EAGLE – It was Nicholas Brooks’ albatross on No. 11 that really set the tone for the day.
Ok, it might not be a real albatross, but ask any resident around Eagle Ranch Golf Course and they’ll say that the par-3 11th is really the shortest par 5 on the course.
Missing right sends the ball into the hazard and missing left, while safer, certainly brings bogey and double bogey into play.
So Brooks, a slick swinging lefty who prefers to hit a cut, slung a draw into the back-right pin and knocked in his birdie putt. He finished the day with a 6-under-par 66 to take the Day 1 at the Class 3A state tournament, and it’s shots like off the tee at 11 that has a state championship within his grasp.
“I hit kind of a punch 8-iron into the breeze,” Brooks said. “It was 172 and I just drew it around the green to about eight feet and made the putt. I usually hit a cut, but recently I’ve been hitting a draw and just trying to play it.”
He made seven birdies on the day and had just one hiccup, a bogey on the par-4 13th. He was 3-under on the par 5’s and 2-under on the par 3’s. It’s a solid way to gain a Day 1 lead.
The Lions are also in the team lead as Crew Fitzgerald fired a 77, Gavin Pittman shot a 78 and Van Simmons finished with an 83. Only the top three scores count toward the team score, so getting one kid in the 60’s and two in the 70’s is also a good way to gain a lead.
But they aren’t solo at No. 1. Mullen is tied for the team thanks to Jackson Beldy’s team-best 69. John McMullan shot a 75 and Michael Fugate shot 77. Beyond Brooks and Beldy, Peak to Peak’s Jack Brayman and Eaton’s Dayne Schmidke shot 71, making it four players under par after the first day.
Holy Family’s Bobby Flaherty and Manitou Springs’ Hayden Dorsey bot finished with a 72. The other 78 players in the field are over par going into Day 2.
Brooks will lead a pride of Lions as they seek out their first team title since edging Holy Family by five shots at Eisenhower Golf Club at the U.S. Air Force Academy.
“No matter if we mistake, make a bogey or a bad shot, you just have to move on,” Brooks said. “We just have to focus on our next shot and take it one shot at a time.”
The second round of the 3A boys golf state tournament will get underway at 9:30 a.m. Tuesday at Eagle Ranch.

(Dan Mohrmann/ColoradoPreps.com)
Even par getting the job done at Fox Hill
Sometimes par is good enough to win. Or least take a share of the Day 1 lead.
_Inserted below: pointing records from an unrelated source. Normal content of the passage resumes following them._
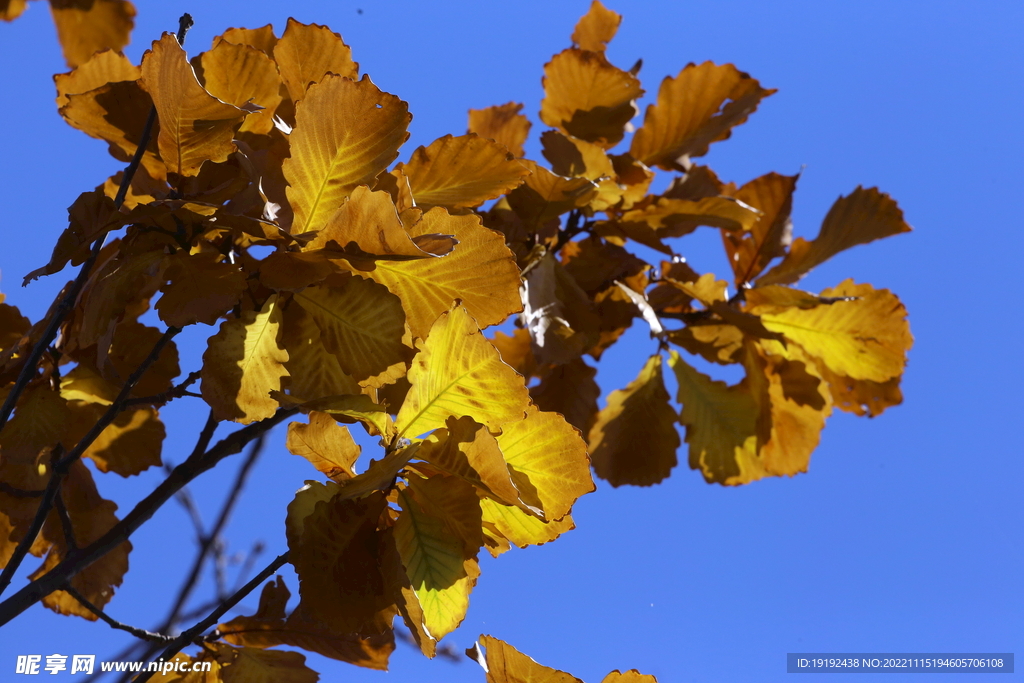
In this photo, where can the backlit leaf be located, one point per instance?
(464, 171)
(244, 361)
(346, 132)
(862, 216)
(459, 373)
(698, 107)
(634, 439)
Three players got into the house at even-par at the 4A state tournament at Fox Hill Country Club. Air Academy’s Jack Moates, Northridge’s Everett Lewis and Grand Junction’s Hunter Simmons each shot 70 and will be in the final grouping on Tuesday’s second round.
Twenty-two players are within five shots heading into Day 2.
Broomfield has a five-shot lead for the team title thanks in big part to freshman Rev Bonniwell’s 72. Loveland is in second place and Mead is in third.
Defending state champion Cheyenne Mountain is in eighth place.
Banks Forging ahead at Elmwood
Those Pueblo municipal courses have a way of playing tricks with the psyche of the players strolling the fairways. Forge Christian freshman Joey Banks might have just the the right mix of talent blissful ignorance to get by unfazed.
He was the only player to dip into red numbers as he shot a 69 at Elmwood to take the Day 1 lead at the 2A tournament.
He made a bogey on No. 1 then rebounded with a birdie on 11 before making back-to-back birdies on 16 and 17. His bogey on 18 put him in the clubhouse at 1-under, one stroke ahead of Swink’s Noah Pearson.
Forge sits three strokes behind Frontier Academy in the race for the team championship. Defending state champion Golden View Classical Academy has ground to make up as it sits in 15th place.